Elles ont les apparences des dessins de Katsushika Hokusai au Japon du XVIIIème siècle ou de Saul Steinberg à New-York au XXème siècle auquel Jean Frémon a déjà consacré un ouvrage, et pour cause, le mystère des formes tient aussi causette au dessinateur du New Yorker dès le matin dans son atelier de Long Island : « Je cherche quelque chose, quelque chose de nouveau. Il faut d’abord se débarrasser du connu pour entrer dans l’intéressant » (p.116) qui, lui, patiente.
A Paris, à New-York, Frémon guette et après quelques décennies de pratique il peut finir par border un peu du mystère dans l’énoncé suivant : « Qu’est-ce qu’une forme ? Une volonté qui prend corps. Pline raconte que le jeune ourson est une masse amorphe, c’est la mère qui, en léchant le nouveau-né, lui donne forme.

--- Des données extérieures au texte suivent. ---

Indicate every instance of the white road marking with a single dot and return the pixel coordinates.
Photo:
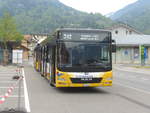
(27, 104)
(134, 71)
(144, 79)
(7, 81)
(8, 87)
(15, 96)
(139, 90)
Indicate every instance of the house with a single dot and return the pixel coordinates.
(128, 41)
(128, 49)
(122, 30)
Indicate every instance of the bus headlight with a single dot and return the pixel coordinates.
(110, 78)
(61, 79)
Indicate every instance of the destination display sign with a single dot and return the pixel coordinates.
(84, 36)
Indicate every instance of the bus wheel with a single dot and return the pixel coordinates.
(51, 83)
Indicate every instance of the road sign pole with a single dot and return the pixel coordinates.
(142, 57)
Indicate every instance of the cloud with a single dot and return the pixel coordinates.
(100, 6)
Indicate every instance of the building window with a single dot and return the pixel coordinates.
(116, 31)
(126, 32)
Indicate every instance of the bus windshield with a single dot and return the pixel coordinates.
(81, 54)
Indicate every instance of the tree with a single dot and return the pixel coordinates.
(8, 33)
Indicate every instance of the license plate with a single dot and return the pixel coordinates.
(86, 79)
(86, 85)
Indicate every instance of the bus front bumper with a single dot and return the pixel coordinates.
(102, 84)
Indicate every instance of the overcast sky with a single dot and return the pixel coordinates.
(101, 6)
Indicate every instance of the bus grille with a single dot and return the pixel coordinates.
(86, 80)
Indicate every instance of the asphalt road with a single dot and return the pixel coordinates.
(130, 93)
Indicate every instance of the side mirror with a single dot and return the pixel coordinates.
(113, 46)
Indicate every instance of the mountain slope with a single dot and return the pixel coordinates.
(136, 15)
(43, 16)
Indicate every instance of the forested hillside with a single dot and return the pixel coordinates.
(44, 16)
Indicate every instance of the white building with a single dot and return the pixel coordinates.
(122, 30)
(128, 41)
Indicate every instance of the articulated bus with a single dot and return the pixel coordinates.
(76, 58)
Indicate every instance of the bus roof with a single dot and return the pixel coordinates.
(82, 29)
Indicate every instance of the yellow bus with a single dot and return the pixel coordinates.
(76, 58)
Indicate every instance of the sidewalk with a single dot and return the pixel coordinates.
(9, 88)
(131, 68)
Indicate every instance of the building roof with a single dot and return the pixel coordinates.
(133, 40)
(124, 26)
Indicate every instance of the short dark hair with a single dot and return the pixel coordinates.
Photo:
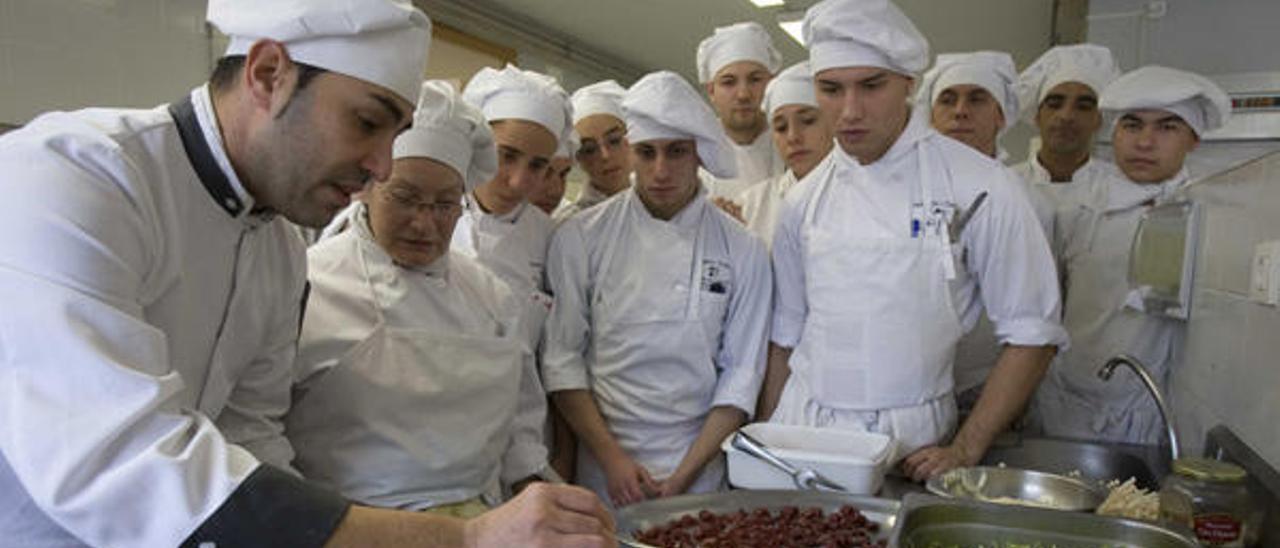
(228, 69)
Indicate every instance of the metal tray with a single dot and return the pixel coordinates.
(648, 514)
(928, 521)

Toute forme révèle l’intention d’être. Le réel est un ourson non encore léché. »(p.147). C’est tout? C’est tout. Et le mystère de l’écriture, bordé aussi ? Vite, une litote.

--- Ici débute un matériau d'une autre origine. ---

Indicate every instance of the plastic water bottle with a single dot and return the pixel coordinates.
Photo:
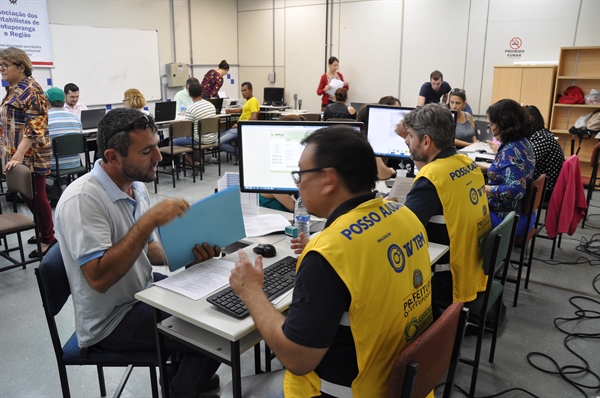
(302, 217)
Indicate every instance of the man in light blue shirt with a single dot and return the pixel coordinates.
(62, 122)
(106, 234)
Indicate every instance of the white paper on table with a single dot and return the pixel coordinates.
(200, 279)
(400, 189)
(335, 84)
(249, 200)
(264, 224)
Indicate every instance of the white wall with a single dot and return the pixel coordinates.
(391, 47)
(385, 47)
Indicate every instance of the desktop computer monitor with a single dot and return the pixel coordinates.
(269, 151)
(381, 127)
(273, 95)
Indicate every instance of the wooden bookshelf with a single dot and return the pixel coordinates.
(578, 66)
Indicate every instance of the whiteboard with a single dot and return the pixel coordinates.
(105, 62)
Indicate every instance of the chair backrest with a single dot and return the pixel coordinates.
(340, 119)
(209, 125)
(312, 117)
(594, 157)
(181, 128)
(504, 230)
(534, 195)
(19, 179)
(432, 351)
(53, 281)
(69, 144)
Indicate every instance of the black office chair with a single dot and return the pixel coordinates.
(67, 145)
(496, 258)
(54, 289)
(19, 180)
(425, 361)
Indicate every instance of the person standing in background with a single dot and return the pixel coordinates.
(213, 80)
(62, 122)
(339, 109)
(183, 98)
(72, 103)
(434, 89)
(324, 83)
(24, 137)
(134, 99)
(465, 127)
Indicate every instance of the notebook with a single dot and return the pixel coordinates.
(91, 117)
(218, 103)
(165, 111)
(216, 219)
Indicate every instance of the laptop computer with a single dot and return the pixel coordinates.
(91, 117)
(482, 132)
(218, 103)
(165, 111)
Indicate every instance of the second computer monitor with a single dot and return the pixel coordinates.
(381, 133)
(270, 150)
(273, 95)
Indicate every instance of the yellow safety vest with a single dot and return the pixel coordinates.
(380, 251)
(461, 188)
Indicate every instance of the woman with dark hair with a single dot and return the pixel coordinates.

Le fin mot attendra. Jean Frémon est conséquent, il a un peu lu, un peu bu, un peu vu : « L’homme est faiblement informé des motifs profonds de ses actes » (p.79). La vraie nature des ombres se passera donc de l’étude du moi, de l’égo et du pathos ; « le sentiment déferle, toute l’affaire est maintenant de le contenir ». Plusieurs chapitres s’attaquent aux ombres de l’écriture. Rien de frontal, que de l’oblique.

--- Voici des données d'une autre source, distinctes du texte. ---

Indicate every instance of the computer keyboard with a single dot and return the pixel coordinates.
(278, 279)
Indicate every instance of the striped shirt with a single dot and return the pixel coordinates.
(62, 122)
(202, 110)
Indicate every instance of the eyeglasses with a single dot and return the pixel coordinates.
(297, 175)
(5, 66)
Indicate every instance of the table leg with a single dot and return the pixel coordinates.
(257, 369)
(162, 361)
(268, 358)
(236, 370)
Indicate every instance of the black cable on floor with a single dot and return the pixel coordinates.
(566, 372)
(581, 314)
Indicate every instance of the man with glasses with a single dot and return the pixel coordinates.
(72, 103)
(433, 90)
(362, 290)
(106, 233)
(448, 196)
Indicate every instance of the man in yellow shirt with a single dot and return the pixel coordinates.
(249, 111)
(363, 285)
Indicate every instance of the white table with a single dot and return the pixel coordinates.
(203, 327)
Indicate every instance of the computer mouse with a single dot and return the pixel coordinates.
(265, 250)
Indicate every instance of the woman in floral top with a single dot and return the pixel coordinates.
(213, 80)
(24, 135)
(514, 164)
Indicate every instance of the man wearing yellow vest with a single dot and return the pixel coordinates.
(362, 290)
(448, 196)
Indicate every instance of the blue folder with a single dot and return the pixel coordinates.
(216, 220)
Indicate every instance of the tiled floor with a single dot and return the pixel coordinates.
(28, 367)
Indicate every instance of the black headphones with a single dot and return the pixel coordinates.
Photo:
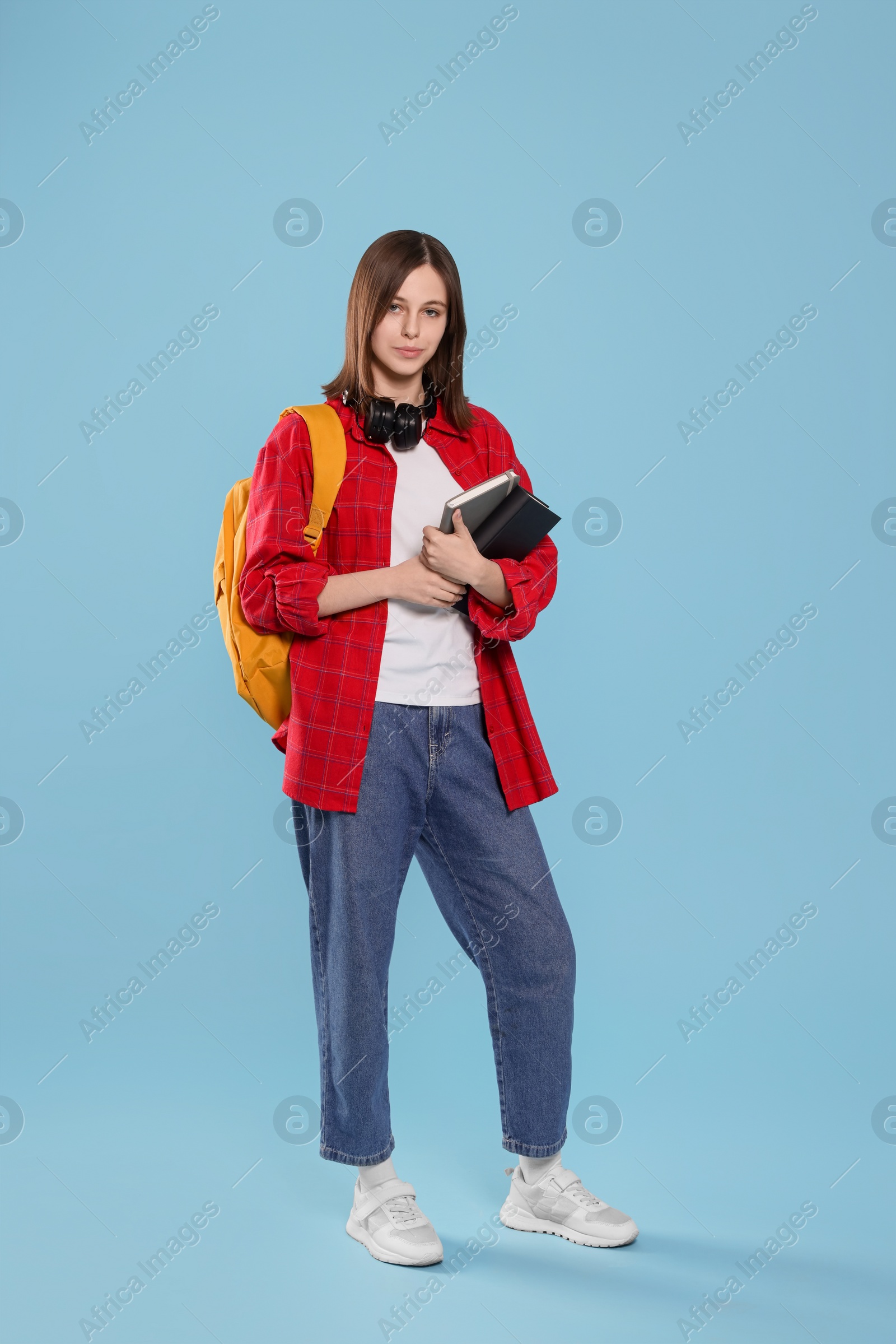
(402, 422)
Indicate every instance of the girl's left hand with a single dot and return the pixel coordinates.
(454, 555)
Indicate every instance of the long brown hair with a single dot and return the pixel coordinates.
(379, 276)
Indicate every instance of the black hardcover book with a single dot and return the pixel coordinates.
(515, 527)
(512, 530)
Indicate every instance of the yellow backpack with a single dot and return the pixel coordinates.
(261, 662)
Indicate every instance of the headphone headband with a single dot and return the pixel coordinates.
(401, 422)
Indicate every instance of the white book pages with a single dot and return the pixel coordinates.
(477, 503)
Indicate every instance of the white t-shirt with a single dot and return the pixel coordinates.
(428, 652)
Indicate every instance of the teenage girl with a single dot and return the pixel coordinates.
(410, 736)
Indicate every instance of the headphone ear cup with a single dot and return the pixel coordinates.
(408, 426)
(379, 420)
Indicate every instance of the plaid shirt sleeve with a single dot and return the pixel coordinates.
(531, 581)
(282, 580)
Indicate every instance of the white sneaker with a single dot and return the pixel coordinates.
(561, 1205)
(388, 1221)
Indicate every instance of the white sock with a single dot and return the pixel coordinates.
(371, 1176)
(534, 1168)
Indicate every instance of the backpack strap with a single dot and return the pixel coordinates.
(328, 456)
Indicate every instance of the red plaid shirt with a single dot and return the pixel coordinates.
(335, 661)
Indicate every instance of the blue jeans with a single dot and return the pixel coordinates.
(430, 788)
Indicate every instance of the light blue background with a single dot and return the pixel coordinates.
(174, 804)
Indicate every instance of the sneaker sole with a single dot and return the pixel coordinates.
(520, 1222)
(379, 1253)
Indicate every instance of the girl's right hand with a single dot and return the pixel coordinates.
(413, 581)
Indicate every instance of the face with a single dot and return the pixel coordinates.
(410, 332)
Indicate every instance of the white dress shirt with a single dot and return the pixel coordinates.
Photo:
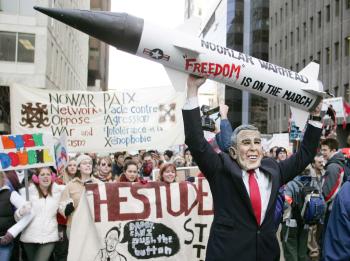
(265, 185)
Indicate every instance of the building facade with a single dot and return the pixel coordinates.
(241, 25)
(38, 51)
(314, 30)
(98, 54)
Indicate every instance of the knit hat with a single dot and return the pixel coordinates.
(279, 150)
(83, 157)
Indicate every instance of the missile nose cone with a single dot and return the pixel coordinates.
(120, 30)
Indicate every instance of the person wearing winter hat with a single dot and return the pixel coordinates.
(130, 173)
(75, 188)
(9, 229)
(40, 235)
(281, 154)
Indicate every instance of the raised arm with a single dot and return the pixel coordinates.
(202, 152)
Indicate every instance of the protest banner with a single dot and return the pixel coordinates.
(61, 154)
(118, 120)
(134, 221)
(25, 151)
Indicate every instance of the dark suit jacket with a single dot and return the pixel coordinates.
(234, 234)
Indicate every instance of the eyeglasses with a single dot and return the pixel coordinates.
(103, 164)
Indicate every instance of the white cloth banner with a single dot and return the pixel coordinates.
(118, 120)
(134, 221)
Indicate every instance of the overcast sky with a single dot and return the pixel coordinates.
(129, 71)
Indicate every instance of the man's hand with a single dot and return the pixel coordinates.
(193, 83)
(317, 110)
(223, 111)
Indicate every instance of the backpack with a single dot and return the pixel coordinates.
(310, 206)
(346, 176)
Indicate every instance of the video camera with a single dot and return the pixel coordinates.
(208, 123)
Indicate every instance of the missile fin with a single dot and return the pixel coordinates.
(187, 47)
(311, 70)
(191, 26)
(177, 78)
(299, 117)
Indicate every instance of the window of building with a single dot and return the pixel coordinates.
(328, 13)
(21, 7)
(311, 24)
(328, 55)
(336, 7)
(298, 36)
(285, 42)
(336, 91)
(336, 51)
(7, 46)
(319, 19)
(346, 92)
(347, 46)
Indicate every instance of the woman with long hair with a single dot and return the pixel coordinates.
(75, 188)
(40, 235)
(168, 173)
(130, 172)
(104, 169)
(9, 229)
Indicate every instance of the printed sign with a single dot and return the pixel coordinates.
(26, 151)
(134, 221)
(122, 120)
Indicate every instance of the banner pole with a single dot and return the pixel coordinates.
(26, 184)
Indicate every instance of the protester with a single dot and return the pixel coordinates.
(168, 173)
(337, 239)
(104, 169)
(130, 173)
(117, 168)
(294, 234)
(188, 159)
(69, 172)
(61, 247)
(75, 188)
(243, 226)
(315, 231)
(147, 166)
(41, 234)
(9, 229)
(281, 154)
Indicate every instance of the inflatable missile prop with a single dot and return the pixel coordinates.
(181, 54)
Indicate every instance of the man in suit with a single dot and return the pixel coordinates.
(243, 184)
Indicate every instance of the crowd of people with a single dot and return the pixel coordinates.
(254, 193)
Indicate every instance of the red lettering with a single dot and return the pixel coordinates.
(189, 63)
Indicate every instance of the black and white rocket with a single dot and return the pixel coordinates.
(182, 53)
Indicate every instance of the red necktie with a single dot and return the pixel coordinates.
(254, 195)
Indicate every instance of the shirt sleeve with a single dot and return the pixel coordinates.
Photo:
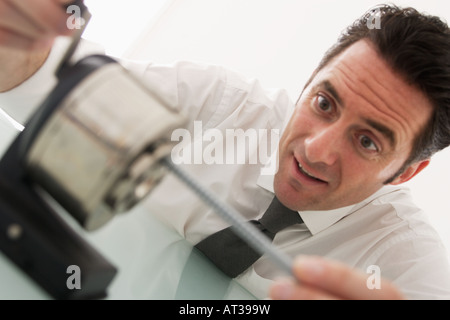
(20, 102)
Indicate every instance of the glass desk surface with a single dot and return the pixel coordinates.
(153, 261)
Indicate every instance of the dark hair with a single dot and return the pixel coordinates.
(417, 46)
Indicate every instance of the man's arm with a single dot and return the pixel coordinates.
(321, 279)
(18, 66)
(27, 31)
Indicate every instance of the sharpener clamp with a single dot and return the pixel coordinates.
(98, 152)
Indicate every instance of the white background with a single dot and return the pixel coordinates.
(277, 41)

Dans Les limites de la confession, Jean Frémon avoue qu’il ne croit pas à la vérité, ni à celle de l’homme qui se confierait à travers l’auteur, ni à celle de l’écriture qui dirait le vrai sur une situation. Gustave Flaubert a mis en formule cette situation de celui qui parie sur la matière de l’écriture : « Il me semble que je traverse une solitude sans fin, pour aller je ne sais où. Et c’est moi qui suis tout à la fois le désert, le voyage et le chameau » et les ombres si on lit bien.
Le texte Le poids du corps rappelle que l’être de langage est pris dans la forme narrative malgré lui, « chaque jour nous prenons part à des histoires qui semblent avoir été inventées par quelques fantaisistes » (p.173) or « les histoires sont d’étranges miroirs déformants ». Dès qu’on narre on erre. Le vrai, final et total, attendra, surtout chez un auteur qui aimait « l’idée que nos langues ne fussent pas figées, que tout pût s’infléchir, que le flou d’une notion fût aussi sa richesse » (p.152). Le tout met le nouvelliste en veine pour raconter un concours de peinture organisé par un Shogun, pour découper et remonter la mise en bière d’un nain mise en poème par Beckett, pour ménager ses effets et préparer la chute du portrait du facétieux Saul Steinberg. La voici.
En 1978 l’illustrateur du New-Yorker dispose ensemble en un dessin que je ne suis pas près d’oublier, avec peu de lignes et beaucoup de blanc, une bouteille de vin, un livre et une peinture de paysage et d’horizon au mur. L’étiquette de la première indique déjà bu, la couverture du second titre déjà lu, le dernier au mur s’intitule déjà vu. Pas longtemps, si on comprend bien La Nature Vraie des ombres, où le lendemain matin en se levant, en préparant ses pinceaux, ses couleurs, sa toile, le mystère tourné vers la lumière de la verrière se remet à la besogne illico.
Cédric Kerguélennec

Jean Frémon, La Vraie Nature des ombres, édition P.O.L., 304 pages, 20€.